Ach, sie sind ja so ausdrucksvoll, die fremden Kulturen. „Da hatten wir eine 16-Jährige, die singt, wie ihre tote Mutter zum Altar geht, wo der Liebhaber steht, den sie mit rotem Saft beschmiert, also Blut.“

Die tote Mutter?

„Nein, die Tochter! Sie beschmiert sich ja auch selbst, macht sich damit zum Indio und ihn auch! Muss man sich mal vorstellen. Eine Katholikin macht sich zum Indio. Das sind die Momente, wo die andere Kultur durchbricht! Sie schleckt ihm das Blut ab, und er zieht sie ganz aus.“

Er mustert Maria. Seine Blicke wollen den Tisch nach unten durchbohren. Die letzten Worte hat er geflüstert, nun wartet er auf die Reaktion. Sie sagt: „Das wär toll, wenn hier ein Pool wär. Mit ’ner exklusiven Pool-Bar!“

Der Staatsrat legt schnell eine andere Platte auf, jaja, alles luxussaniert, aber inhuman, und jetzt müsse man die Immobilien billig vermieten, um sie überhaupt loszuwerden. In Rio de Janeiro dagegen, wo eine ganz andere Kultur im Einklang mit der Natur . . . Nun sprach er wieder in meine Richtung, immerhin trugen die Grünen seinen Etat mit.

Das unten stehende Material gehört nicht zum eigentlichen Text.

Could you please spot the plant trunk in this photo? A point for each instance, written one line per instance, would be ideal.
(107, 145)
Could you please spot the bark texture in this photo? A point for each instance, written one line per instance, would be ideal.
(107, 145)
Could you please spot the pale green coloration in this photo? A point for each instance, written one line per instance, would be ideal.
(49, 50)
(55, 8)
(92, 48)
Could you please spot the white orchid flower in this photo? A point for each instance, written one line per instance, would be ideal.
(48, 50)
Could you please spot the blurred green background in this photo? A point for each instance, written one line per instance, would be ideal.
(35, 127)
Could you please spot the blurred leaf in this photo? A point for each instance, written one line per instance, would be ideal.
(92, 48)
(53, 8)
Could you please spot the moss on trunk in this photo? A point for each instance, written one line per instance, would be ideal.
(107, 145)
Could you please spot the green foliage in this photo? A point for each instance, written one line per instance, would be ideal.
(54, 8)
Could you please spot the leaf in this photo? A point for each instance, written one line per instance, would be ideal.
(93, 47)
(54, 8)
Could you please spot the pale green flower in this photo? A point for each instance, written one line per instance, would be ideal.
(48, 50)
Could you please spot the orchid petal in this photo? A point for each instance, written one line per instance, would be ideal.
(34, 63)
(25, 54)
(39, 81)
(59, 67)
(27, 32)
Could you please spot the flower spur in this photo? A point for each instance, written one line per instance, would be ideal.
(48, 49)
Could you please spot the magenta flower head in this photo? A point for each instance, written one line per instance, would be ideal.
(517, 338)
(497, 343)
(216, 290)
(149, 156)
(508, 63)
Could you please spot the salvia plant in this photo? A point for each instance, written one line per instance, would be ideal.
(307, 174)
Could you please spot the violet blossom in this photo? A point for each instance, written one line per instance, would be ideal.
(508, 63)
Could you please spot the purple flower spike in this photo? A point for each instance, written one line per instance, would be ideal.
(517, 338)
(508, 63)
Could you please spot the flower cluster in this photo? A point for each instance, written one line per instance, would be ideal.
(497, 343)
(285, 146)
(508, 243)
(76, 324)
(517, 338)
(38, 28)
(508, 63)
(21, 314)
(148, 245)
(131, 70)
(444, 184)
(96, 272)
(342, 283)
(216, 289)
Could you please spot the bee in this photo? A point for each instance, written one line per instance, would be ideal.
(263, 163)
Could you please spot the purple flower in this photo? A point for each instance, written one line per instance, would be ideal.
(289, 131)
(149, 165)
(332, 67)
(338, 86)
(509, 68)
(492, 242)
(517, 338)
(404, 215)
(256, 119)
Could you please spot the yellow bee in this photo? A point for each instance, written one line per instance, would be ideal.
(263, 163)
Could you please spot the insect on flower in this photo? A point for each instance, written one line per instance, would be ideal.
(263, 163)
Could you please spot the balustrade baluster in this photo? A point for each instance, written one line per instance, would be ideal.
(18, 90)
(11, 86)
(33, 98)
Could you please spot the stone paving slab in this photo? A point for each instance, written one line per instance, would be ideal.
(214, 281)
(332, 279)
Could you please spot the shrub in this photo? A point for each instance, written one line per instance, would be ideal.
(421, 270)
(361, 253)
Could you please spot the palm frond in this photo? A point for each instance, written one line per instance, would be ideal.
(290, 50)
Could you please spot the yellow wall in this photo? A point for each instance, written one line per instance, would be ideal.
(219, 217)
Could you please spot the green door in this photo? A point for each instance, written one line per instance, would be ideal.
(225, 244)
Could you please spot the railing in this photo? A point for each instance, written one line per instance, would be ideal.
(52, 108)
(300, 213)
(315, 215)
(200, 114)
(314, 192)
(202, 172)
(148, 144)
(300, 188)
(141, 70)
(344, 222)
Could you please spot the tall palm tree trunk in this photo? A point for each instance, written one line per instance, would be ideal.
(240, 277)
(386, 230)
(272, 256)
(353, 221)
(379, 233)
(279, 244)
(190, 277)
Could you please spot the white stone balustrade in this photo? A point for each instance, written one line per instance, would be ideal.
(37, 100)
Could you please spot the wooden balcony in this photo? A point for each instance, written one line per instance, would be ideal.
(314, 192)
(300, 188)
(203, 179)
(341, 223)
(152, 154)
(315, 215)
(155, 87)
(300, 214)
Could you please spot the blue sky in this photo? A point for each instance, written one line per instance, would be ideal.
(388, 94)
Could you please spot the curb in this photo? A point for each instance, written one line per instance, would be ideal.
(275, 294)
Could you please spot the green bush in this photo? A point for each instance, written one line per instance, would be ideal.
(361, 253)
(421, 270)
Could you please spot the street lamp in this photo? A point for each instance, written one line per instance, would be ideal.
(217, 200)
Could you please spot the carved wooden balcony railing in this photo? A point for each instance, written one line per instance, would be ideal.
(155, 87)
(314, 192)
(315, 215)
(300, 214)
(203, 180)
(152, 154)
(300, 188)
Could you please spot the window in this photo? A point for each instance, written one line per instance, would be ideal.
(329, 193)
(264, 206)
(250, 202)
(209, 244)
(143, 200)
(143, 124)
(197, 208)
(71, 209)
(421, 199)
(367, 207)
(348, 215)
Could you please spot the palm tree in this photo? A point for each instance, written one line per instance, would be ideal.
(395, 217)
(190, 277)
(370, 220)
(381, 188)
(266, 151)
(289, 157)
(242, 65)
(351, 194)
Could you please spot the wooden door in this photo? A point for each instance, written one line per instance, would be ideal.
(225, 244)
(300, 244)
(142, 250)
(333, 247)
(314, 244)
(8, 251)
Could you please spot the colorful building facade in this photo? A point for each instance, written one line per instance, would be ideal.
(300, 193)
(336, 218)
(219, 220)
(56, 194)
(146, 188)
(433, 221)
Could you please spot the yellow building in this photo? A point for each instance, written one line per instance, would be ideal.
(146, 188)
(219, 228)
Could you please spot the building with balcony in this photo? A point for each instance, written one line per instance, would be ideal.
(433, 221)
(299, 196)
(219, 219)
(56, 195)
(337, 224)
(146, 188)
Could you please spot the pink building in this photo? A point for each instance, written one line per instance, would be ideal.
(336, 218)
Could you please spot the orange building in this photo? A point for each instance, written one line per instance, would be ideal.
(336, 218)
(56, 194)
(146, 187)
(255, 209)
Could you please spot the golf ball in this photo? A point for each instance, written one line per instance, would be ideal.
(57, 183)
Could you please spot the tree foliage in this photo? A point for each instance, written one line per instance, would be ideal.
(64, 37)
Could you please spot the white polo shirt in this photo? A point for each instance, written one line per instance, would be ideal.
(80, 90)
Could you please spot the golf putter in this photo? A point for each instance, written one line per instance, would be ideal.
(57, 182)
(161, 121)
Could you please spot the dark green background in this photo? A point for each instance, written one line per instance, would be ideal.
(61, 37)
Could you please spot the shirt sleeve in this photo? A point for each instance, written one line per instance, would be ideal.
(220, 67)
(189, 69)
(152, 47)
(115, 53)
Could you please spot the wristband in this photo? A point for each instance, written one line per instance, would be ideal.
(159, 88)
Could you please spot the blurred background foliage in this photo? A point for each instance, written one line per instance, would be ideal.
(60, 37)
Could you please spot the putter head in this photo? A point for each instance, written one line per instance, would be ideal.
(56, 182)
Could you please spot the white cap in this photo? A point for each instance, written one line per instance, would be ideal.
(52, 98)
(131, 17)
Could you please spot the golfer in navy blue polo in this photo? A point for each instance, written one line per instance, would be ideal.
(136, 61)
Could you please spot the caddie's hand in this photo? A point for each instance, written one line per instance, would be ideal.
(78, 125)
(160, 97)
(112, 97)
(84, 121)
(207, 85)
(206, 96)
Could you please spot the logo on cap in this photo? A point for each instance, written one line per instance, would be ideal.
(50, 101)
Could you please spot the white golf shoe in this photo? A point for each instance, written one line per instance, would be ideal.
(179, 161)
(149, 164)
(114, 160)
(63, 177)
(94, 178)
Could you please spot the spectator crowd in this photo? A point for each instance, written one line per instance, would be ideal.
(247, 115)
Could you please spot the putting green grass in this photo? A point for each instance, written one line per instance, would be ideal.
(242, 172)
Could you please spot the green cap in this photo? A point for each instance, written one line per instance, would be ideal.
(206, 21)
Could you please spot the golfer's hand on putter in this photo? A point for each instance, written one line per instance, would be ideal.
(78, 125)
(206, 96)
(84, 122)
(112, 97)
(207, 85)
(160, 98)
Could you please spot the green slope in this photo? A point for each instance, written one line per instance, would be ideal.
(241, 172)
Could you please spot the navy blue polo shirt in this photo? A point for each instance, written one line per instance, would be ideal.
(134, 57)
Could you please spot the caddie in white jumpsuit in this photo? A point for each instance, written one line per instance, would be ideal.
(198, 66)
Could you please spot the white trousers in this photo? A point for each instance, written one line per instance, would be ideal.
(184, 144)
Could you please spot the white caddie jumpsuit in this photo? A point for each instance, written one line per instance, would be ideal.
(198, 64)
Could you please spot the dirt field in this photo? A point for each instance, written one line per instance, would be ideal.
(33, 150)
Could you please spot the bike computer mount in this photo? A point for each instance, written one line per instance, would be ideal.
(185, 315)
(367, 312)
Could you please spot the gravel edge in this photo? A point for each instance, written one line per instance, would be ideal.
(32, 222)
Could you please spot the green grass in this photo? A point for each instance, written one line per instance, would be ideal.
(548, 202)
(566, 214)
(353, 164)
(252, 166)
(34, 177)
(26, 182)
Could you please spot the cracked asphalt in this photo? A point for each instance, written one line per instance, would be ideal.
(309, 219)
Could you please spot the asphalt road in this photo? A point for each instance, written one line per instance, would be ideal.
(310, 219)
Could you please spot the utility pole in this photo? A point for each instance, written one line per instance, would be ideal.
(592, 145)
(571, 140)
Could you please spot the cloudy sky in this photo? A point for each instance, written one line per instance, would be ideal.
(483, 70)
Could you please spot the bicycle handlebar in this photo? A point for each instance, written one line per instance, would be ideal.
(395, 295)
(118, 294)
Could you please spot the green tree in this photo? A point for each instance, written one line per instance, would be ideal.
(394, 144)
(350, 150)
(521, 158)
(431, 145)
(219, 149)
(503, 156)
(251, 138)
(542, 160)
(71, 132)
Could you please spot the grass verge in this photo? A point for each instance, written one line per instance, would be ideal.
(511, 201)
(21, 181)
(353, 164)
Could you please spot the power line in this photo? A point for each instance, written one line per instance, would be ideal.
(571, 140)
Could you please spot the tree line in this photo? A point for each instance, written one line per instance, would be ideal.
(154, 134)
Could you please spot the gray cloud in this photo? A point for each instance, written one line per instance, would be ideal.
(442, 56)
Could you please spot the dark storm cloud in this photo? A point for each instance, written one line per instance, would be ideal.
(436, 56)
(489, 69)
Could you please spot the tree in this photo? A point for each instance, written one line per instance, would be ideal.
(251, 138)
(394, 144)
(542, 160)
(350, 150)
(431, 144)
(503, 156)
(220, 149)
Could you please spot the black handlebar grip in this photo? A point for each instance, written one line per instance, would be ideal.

Maria lispelte emphatisch dazwischen: „Billige Luxuswohnungen finde ich immer super!“ Er gibt jetzt voll die Laberbacke, aber ich sehe nur Lady Croft an, so dass er herumfährt und fragt: „Was machen Sie eigentlich, wenn Sie nicht bei den Grünen rumsitzen?!“

Sie fühlt sich geschmeichelt, strahlt: „Lang schlafen, lang aufbleiben, viele Freunde treffen!“

Ich tauschte einen Blick mit Ludger, der fürs AA mitgekommen war. Er setzte sich zu uns und erlöste mich später von meinen Pflichten. Im Porsche[2]fragte ich Maria (die doch tatsächlich das Kärtchen von dem Multiintendanten ergattert hatte), ob wir uns küssen sollten. „Achte auf den Verkehr!“, brüllte sie mich an. Nun hatte sie erstmals auch die Stimme von Angelina Jolie . . .

Fortsetzung nächsten Samstag.

[1] Dr. Heinrich wechselt nach zwei Er-Folgen überraschend in die Ich-Perspektive zurück.[2] Tatsächlich gibt es grüne Politiker, die Porsche fahren.